By Steve Duplessie
The last five years have been about IT efficiency -- from an operations standpoint, and also in terms of making our "stuff" more efficient.
We've made storage, networks and servers more efficient by virtualizing them. But now it's time to stop concerning ourselves with making gear more efficient and instead focus on data efficiency.
After all, who cares about gear, other than gear makers? It's all about the data. It is time to further leverage our commodity hardware by systematically adding smart services on top of it so we can more readily focus on extracting as much value from our data as is possible.
Data efficiency is just as it sounds -- making the data we need more efficient to access, use and manage. That lets us drive more value out of it -- which, I would argue, is the entire raison d'âtre for IT.
In the storage world, data deduplication has been a hot efficiency "enabler," along with thin provisioning, snapshots, virtualization, multi-tenancy and data compression. Some of them are new, and some have been around forever, it seems. All of them are important.
But when it comes to making data more efficient, it's important to consider the "why" and not just the "how." For example, most data deduplication solutions are designed for backup, not primary data environments. I'm all for making data backups more efficient, but that only represents a small fraction of the value potential for IT.
We have done a decent job, over the last five or so years, at making the systems that store and manage data far more efficient. We can thin provision (virtualize) physical storage assets so that we get the most use out of them. We virtualize data (from a presentation perspective) with the use of snapshots. With multi-tenancy, we can optimize the utilization of our physical assets across multiple constituents. All that is good, but new technologies exist that will allow us to take this much further.
Data compression comes of age
Data compression has been around for a long time, but this is one technology that is currently enjoying a renaissance period. Primary data compression is going to change the fundamental efficiency and overall value proposition that users derive. That's because you get more value when you create efficiencies closer to the point of data "creation." Think of it this way: If you start with 100 GB of primary data, over time you will back it up x times, so you'll end up with 100 GB of primary data, and 100 GBx of backup, or secondary, data. Backup deduplication players such as EMC Data Domain spend their time on the 100x problem -- and this is a good problem to spend time on. There are probably a lot of other uses/duplicates of the originating data throughout the organization between creation and backup -- like in test/development, data warehouses, etc.
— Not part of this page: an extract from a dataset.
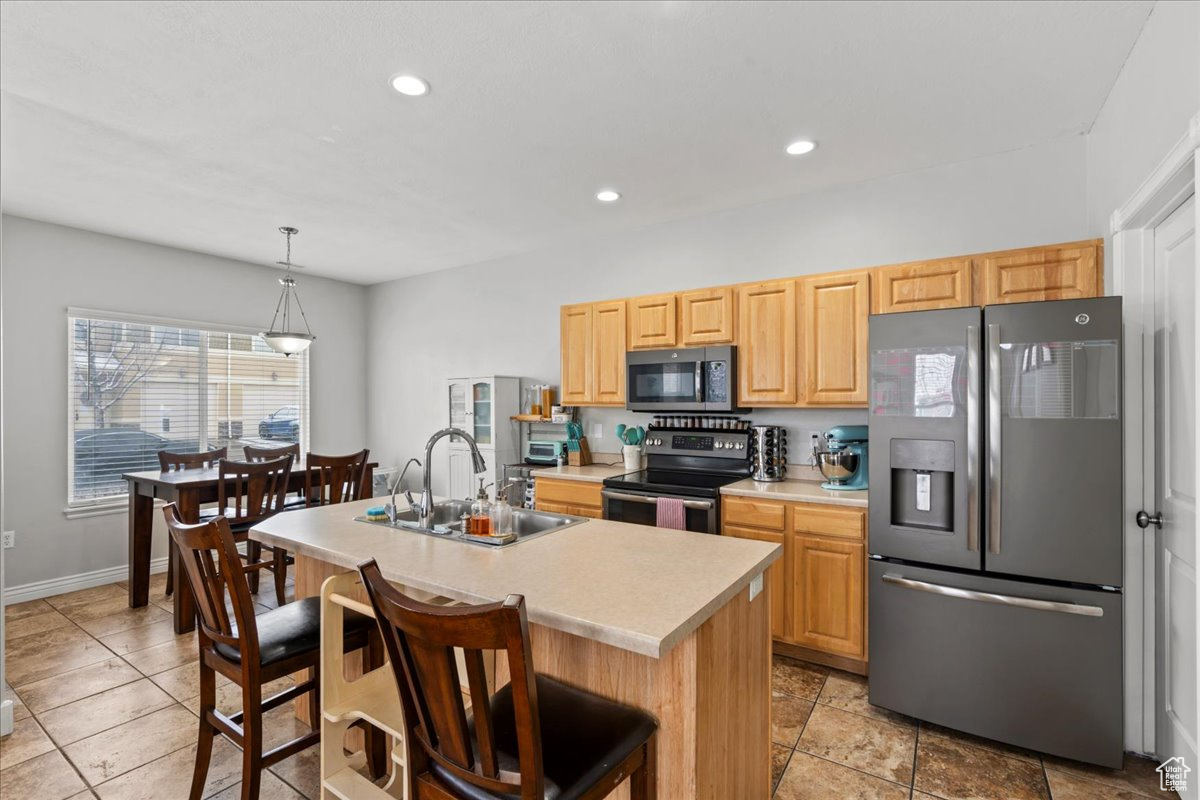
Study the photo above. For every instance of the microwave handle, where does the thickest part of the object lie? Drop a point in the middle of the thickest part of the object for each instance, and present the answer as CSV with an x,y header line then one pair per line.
x,y
703,505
Optimizing data as early as possible is the key. From that point on, all the downstream benefits are magnified. There's less to move, less to manage, less to back up, less to copy, less to replicate, less to store, and less to break. Less is the new more.
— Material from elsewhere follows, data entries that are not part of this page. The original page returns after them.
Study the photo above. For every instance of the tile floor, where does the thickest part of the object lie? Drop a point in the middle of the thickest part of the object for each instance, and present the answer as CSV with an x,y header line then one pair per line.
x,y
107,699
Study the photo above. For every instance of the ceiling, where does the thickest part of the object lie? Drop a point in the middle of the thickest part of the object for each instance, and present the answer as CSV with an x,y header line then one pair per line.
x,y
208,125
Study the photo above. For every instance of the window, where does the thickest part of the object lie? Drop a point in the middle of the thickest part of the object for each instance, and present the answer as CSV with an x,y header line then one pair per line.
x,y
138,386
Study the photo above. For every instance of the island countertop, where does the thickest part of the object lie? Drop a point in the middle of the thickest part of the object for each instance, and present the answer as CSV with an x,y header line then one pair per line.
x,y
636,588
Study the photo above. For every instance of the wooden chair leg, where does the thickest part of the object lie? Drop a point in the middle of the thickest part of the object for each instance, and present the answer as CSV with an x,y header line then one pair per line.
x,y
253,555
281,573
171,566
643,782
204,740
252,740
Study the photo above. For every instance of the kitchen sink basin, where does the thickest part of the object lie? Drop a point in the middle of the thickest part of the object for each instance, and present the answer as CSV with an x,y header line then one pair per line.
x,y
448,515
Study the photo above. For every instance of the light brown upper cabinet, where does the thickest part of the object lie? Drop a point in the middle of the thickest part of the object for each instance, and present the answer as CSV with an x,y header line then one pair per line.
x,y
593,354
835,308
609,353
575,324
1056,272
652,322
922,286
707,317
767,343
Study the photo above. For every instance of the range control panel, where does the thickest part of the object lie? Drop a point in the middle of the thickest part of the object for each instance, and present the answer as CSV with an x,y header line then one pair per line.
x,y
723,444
I'm not a genius, but it seems to me the most efficient way to do this is to leverage all of the tools at hand. First, compress the data as much as you can. We've proven that you can squish 50% or more out of the primary footprint of almost any kind of data, including databases. Second, deduplicate it. You can dedupe anything left over after you complete your compression work. People don't want all of their data deduped, but that's OK. Eliminate what you don't need, and start clean. That gives you the perfect baseline.
From there, snap it, thin provision it, copy it (virtually) -- and do whatever else you would like to do with it. At least you begin the journey with an optimized footprint, which makes everything else you do with that data far more efficient.
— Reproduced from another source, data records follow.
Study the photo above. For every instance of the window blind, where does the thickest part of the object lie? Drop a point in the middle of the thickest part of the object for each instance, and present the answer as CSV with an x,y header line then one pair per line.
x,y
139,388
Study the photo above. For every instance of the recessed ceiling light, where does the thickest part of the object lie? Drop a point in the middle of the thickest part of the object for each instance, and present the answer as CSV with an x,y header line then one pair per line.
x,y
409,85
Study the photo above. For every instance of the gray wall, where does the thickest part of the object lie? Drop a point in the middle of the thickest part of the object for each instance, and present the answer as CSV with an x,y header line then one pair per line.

The trick is to compress in real time, without suffering the performance penalties that you remember from 20 years ago. It can be done today. We do some amazing things at wire speed that weren't possible even a few years ago. There will be a lot of money and R&D spent in this area, I predict, as it seems clear to me that it simply has to happen.
Moving the value needle of data storage optimization from the "dead" end of the wire to the "live" end (where data is created) is inevitably the best way to drive value all the way through the entire lifecycle of that data. Everywhere that data sits, every time that data is manipulated or used, there is value that can be optimized.